Mystery of the Bride
Part 1
Vicky Moots
The mystery of the church, the body of Christ, composed of all believers, both Jew and Gentile, is hidden in the Old Testament and revealed to us in the New Testament. Inside this mystery, there is a second mystery: the mystery of the bride of Christ. Israel is mentioned several times as the wife of Jehovah, but that refers to Israel as a nation. These are two separate subjects and two separate groups. This study only concerns the bride of Christ, which includes both Jew and Gentile believers.
Paul first speaks of the bride of Christ in II Cor. 11:2, when he says, “For I am jealous over you with a godly jealousy: for I have espoused you to one husband, that I may present you as a chaste virgin to Christ.” It is as though Paul were acting as the father of the bride, who looked forward to the privilege of giving his daughter away at the marriage of the Lamb. He desired that they would give up their childish ways and let the Word of God purify their hearts, so that they could truly become a chaste, pure virgin, perfect and spotless just like the Lamb, and be presented to Christ as His bride. However, this letter to the Corinthians is also applicable to us today, as are all of Paul’s inspired letters.
The espousal invitation has been offered to the whole church, not just the Corinthian saints, but sadly, not all believers are willing to accept it. Many lukewarm Christians only desire a friendship relationship with Christ, or only wish to be a good servant. As we study this subject, allow the Holy Spirit to woo you into a deeper, more intimate, place of fellowship with Christ and give you the desire to lean upon His breast, as did John, the beloved disciple.
The marriage relationship was first instituted by God shortly after He created man. In Gen. 2:18, we read, “And the LORD God said, It is not good that the man should dwell alone; I will make a help meet for him.”
This was not just an after-thought of God simply because poor Adam looked lonely. God had already created the animal kingdom, male and female, to have mates. Why didn’t He just create both Adam and Eve at the same time out of the dust of earth? Wouldn’t that make more sense? Instead, He created Adam and then formed Eve out of one of Adam’s ribs. The reason for this unusual surgical procedure is a great mystery that we would not be able to understand if it hadn’t been revealed to the apostle Paul, who then revealed it to us.
Everything that God did was done for a specific purpose, according to God’s plan. When God created the heaven and the earth, He intended for it to be a forerunner, or type, of the new creation, He had already planned that Jesus would later become the “last Adam,” the head of the new creation, as we read in I Cor. 15:45-47: “And so it is written, The first man Adam was made a living soul; the last Adam was made a quickening [life-giving] spirit. Howbeit that was not first which is spiritual, but that which is natural; and afterward that which is spiritual. The first man is of the earth, earthy: the second man is the Lord from heaven.”

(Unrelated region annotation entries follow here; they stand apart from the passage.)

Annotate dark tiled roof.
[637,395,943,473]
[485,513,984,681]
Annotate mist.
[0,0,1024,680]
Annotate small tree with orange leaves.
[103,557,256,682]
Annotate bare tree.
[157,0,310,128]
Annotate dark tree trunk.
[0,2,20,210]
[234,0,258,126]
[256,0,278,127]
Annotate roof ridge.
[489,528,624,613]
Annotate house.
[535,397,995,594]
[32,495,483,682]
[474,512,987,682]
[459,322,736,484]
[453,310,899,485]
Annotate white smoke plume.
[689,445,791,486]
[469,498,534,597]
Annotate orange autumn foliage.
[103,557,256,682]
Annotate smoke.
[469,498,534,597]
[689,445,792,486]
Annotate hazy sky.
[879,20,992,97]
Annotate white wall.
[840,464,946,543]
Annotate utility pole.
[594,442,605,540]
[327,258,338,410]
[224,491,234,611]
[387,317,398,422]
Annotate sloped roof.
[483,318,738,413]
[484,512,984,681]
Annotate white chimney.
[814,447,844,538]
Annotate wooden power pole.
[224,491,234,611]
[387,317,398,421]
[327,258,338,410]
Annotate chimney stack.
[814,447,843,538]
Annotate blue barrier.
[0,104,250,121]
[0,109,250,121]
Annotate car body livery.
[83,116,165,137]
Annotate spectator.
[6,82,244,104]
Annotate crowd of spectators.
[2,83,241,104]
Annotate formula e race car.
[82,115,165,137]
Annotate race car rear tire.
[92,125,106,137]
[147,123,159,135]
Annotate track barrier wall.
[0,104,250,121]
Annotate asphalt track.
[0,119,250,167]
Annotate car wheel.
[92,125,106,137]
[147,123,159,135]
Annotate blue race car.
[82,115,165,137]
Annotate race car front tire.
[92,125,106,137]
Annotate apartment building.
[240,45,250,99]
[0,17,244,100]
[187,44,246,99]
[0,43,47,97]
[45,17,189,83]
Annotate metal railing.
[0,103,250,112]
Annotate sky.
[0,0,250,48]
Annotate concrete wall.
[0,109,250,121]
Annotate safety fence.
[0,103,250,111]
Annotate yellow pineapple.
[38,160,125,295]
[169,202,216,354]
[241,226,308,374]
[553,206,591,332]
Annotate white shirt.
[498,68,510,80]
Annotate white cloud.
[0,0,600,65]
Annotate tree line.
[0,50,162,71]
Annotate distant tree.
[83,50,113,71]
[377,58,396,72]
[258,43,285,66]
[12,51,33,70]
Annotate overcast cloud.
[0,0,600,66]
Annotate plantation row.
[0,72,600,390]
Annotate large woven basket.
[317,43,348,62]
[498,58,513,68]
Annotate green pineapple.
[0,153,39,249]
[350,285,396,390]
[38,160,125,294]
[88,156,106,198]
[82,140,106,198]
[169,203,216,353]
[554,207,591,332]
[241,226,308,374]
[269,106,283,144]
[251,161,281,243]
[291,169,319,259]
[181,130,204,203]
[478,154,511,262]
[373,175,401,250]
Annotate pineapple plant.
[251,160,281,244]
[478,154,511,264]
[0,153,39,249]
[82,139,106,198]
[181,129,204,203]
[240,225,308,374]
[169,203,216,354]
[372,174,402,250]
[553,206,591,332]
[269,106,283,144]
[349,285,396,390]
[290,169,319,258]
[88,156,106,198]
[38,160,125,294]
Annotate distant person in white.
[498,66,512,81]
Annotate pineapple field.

So, we see that God intended the natural to be a picture of the spiritual. The first man, Adam, was given life (God breathed life into him), but the last Adam, Jesus, gave life to us (His life is breathed into us by the Holy Spirit when we are born again).
Now, we are going to see that when God formed Eve, the first Adam’s wife, from his rib, He intended for her to be a spiritual picture of the bride of Christ (the last Adam). Paul unfolds this mystery to us in Eph. 5:25-27. He first gives us the natural order of the husband and wife relationship, and then he reveals to us that it is a spiritual picture of the relationship of Christ and His bride: “Husbands, love your wives, even as Christ also loved the church, and gave himself for it; That he might sanctify and cleanse it with the washing of water by the word, That he might present it to himself a glorious church [assembly glorious] not having spot, or wrinkle, or any such thing; but that it should be holy and without blemish.”
Notice that it is Christ who is doing the work in us to sanctify and cleanse us by washing us with the Word, which not only removes every spot and blemish, but irons out all of the wrinkles, to make us pure and holy. The word “sanctify” means “to separate” or “to set apart.” Our part is to submit. He then presents the “glorious assembly,” the ones who have submitted to His Word in order to be made pure, to Himself as His wife.
In vs.30-32 of Eph. 5, Paul refers back to Gen. 2:23-24 to confirm the connection between the physical process which God used to form a wife for the first Adam in the Garden of Eden and the spiritual work which God is doing now to prepare a bride for His Son, the last Adam. Verses 30-32 state, “For we are members of his body, of his flesh, and of his bones. For this cause shall a man leave his father and mother, and shall be joined unto his wife, and they two shall be one flesh. This is a great mystery: but I speak concerning Christ and the church.”
The word “of,” in v.30, used three times, means “out from among.” In Gen. 2:23, Adam said concerning Eve, “…This is now bone of [out from among] my bones, and flesh of [out from among] my flesh: she shall be called Woman, because she was taken out of Man.” God formed Eve from a rib that He took out of the first Adam’s body. God is also forming a spiritual bride from a spiritual rib that is being taken out of the body of Christ, the last Adam.